En effet, les conventions fiscales visant à éliminer les doubles impositions étaient en fait utilisées pour faciliter les doubles exonérations : 27 % des investissements directs en Inde passent par l'Île Maurice, parce qu'il y avait des défaillances dans les conventions fiscales. Les règles de prix de transfert, qui sont internationales et ont été développées dans le cadre de l'OCDE, par consensus, s'efforcent de déterminer comment les entreprises doivent fixer leurs prix internes, de manière à s'assurer que chaque pays récupère les droits d'imposer qui lui reviennent. Dans les faits, ces règles étaient utilisées pour placer la propriété intellectuelle dans une juridiction où rien ne se passe, ce qui était légal.
Nous avons proposé au G20, en 2013, d'y mettre fin au moyen d'un plan d'action comportant quinze mesures. Leur adoption en novembre 2015 a été une véritable révolution, un changement complet des règles de la fiscalité internationale, car cela signifie plus de transparence, notamment grâce au reporting pays par pays, plus de coordination, avec par exemple la lutte contre les produits hybrides, et plus d'instruments anti-abus, comme les conventions fiscales ou les règles de prix de transfert. Nous sommes aujourd'hui dans une phase de vérification de la bonne application de ces mesures dans tous les pays.

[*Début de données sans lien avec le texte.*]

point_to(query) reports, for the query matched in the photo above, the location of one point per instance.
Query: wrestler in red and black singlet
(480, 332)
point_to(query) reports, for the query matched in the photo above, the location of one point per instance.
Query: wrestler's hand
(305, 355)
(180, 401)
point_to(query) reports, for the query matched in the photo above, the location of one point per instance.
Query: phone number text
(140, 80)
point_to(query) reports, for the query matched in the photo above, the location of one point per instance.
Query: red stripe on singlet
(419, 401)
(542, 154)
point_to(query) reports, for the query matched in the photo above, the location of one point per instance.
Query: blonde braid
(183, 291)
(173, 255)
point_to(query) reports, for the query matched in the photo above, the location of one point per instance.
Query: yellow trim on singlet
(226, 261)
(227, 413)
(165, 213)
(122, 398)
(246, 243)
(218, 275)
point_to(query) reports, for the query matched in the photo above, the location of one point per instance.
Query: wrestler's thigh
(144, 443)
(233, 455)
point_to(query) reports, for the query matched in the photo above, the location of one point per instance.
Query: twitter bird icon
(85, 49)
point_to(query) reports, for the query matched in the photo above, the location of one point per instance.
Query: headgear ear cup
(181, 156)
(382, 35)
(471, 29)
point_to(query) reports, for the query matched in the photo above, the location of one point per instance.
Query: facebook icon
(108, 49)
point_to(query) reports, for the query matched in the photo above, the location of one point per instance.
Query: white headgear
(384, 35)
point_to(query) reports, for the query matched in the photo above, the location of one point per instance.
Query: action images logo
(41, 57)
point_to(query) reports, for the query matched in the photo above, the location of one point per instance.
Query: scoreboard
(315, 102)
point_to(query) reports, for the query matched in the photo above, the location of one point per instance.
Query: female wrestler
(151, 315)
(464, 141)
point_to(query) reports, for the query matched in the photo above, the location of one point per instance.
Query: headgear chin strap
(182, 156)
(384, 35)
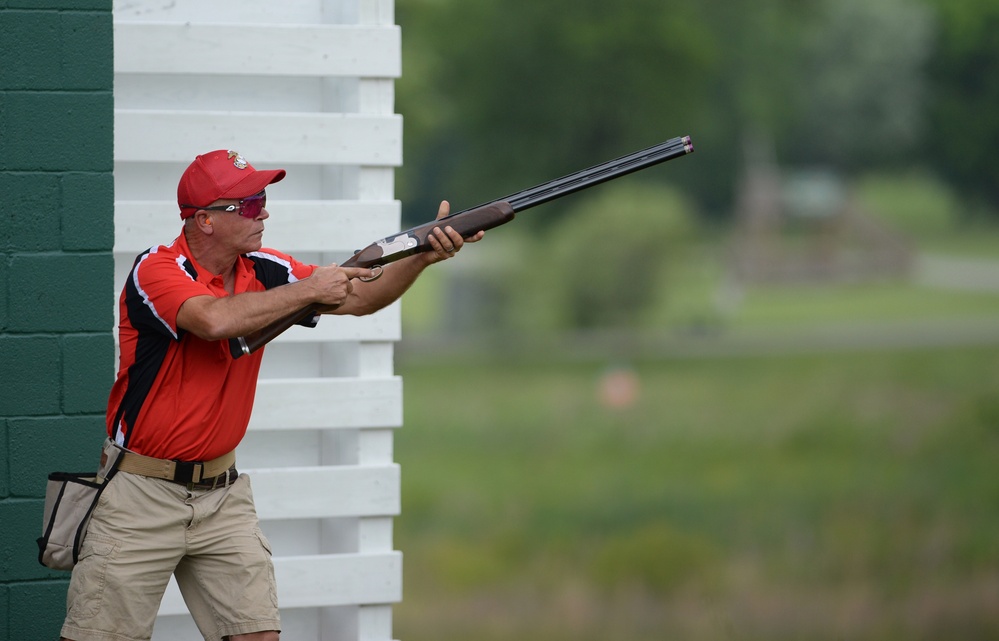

Un cadre inclusif a été mis en place dans cette perspective. Il va au-delà des 35 membres de l'OCDE puisque les 102 pays intéressés y participent, dont des pays en voie de développement et des « paradis fiscaux ». Il s'agit d'appliquer les standards minimaux pour la lutte contre l'abus des conventions fiscales, le démantèlement des pratiques fiscales dommageables et la mise en place du reporting pays par pays, tout en améliorant la performance des administrations fiscales dans l'élimination des doubles impositions lorsqu'il y a des cas litigieux ou des disputes entre pays. Tout cela est en cours d'application par les administrations et les entreprises. On voit déjà des changements, même s'il est trop tôt pour collecter les données et objectiver l'impact sur les trésors publics des pays concernés. Cet impact peut d'ailleurs être nuancé par la possibilité dont disposent les États de réduire le taux de l'impôt sur les sociétés avec l'élargissement de la base grâce à la fin des « niches » internationales. Je lancerai cet après-midi à l'OCDE une nouvelle étude sur l'évolution des politiques fiscales en 2017, mais on perçoit bien cette tendance à la baisse des taux et à l'élargissement des bases de l'impôt sur les sociétés.
Dernier aspect, et je suppose que ce sera l'une de vos questions, il reste des points à régler : la numérisation de l'économie, par exemple, soulève un certain nombre de questions relevant de ce que l'on appelle l'érosion des bases fiscales et les transferts de bénéfices ou base erosion and profit shifting (BEPS) en anglais et, au-delà des pratiques fiscales agressives, il y a aussi la question fondamentale de savoir comment traiter de la numérisation de l'économie. C'est un chantier pour lequel le G20 a mandaté l'OCDE : nous publierons un rapport en avril prochain.